Il s’ensuit que cet élément demeure insuffisant pour établir que le salarié avait son principal établissement professionnel dans la région grenobloise.
Enfin, il ressort de trois documents produits par le salarié, bien que postérieurs à la saisine du conseil de prud’hommes de Grenoble, que le salarié a indiqué son adresse de la Rochelle comme étant son domicile lors de la conclusion d’un nouveau contrat de travail à durée déterminée le 25 octobre 2021, sur son CV daté de 2022 et lors de la conclusion d’un contrat de travail à durée indéterminée signé à Valence le 21 mars 2022.

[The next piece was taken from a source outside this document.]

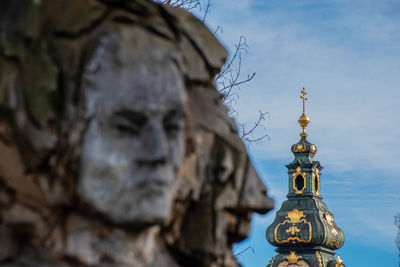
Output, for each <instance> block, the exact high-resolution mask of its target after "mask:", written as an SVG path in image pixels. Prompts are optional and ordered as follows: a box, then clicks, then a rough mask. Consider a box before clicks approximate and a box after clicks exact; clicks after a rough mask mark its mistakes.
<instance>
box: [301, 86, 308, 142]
mask: <svg viewBox="0 0 400 267" xmlns="http://www.w3.org/2000/svg"><path fill="white" fill-rule="evenodd" d="M301 94H302V95H301V96H300V98H301V99H303V114H301V116H300V118H299V124H300V126H301V128H303V131H302V132H301V134H300V136H301V137H307V136H308V134H307V133H306V127H307V125H308V124H309V123H310V119H309V118H308V117H307V115H306V113H305V111H306V100H307V97H306V94H307V93H306V89H305V88H304V87H303V90H301Z"/></svg>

Dès lors, il résulte de l’ensemble de ces énonciations précédentes que le salarié échoue à rapporter la preuve du changement de domicile allégué à Proveysieux entre la date du licenciement et la saisine du conseil de prud’hommes de Grenoble.
En conséquence, il convient de confirmer le jugement entrepris en ce que le conseil de prud’hommes de Grenoble s’est déclaré territorialement incompétent au profit du conseil de prud’hommes de La Rochelle.
Sur les demandes accessoires :
Au visa de l’article 696 du code de procédure civile, confirmant le jugement entrepris et y ajoutant, M. [V] [W], partie perdante, est condamnée aux dépens de première instance devant le conseil de prud’hommes de Grenoble et d’appel.
L’équité commande de débouter les parties de leurs demandes au titre de l’article 700 du code de procédure civile pour la procédure d’appel.
PAR CES MOTIFS :
La cour, statuant publiquement, contradictoirement, dans les limites de l’appel et après en avoir délibéré conformément à la loi ;
CONFIRME le jugement du conseil de prud’hommes en toutes ses dispositions,
Y ajoutant,
DEBOUTE les parties de leurs demandes au titre de l’article 700 du code de procédure civile pour la procédure d’appel ;
CONDAMNE M. [V] [W] aux dépens d’appel.
Prononcé publiquement par mise à disposition de l’arrêt au greffe de la Cour, les parties ayant été préalablement avisées dans les conditions prévues au deuxième alinéa de l’article 450 du code de procédure civile.
Signé par M. Frédéric BLANC, Conseiller faisant fonction de Président de section, et par Mme Carole COLAS, Greffière à laquelle la minute de la décision a été remise par le magistrat signataire.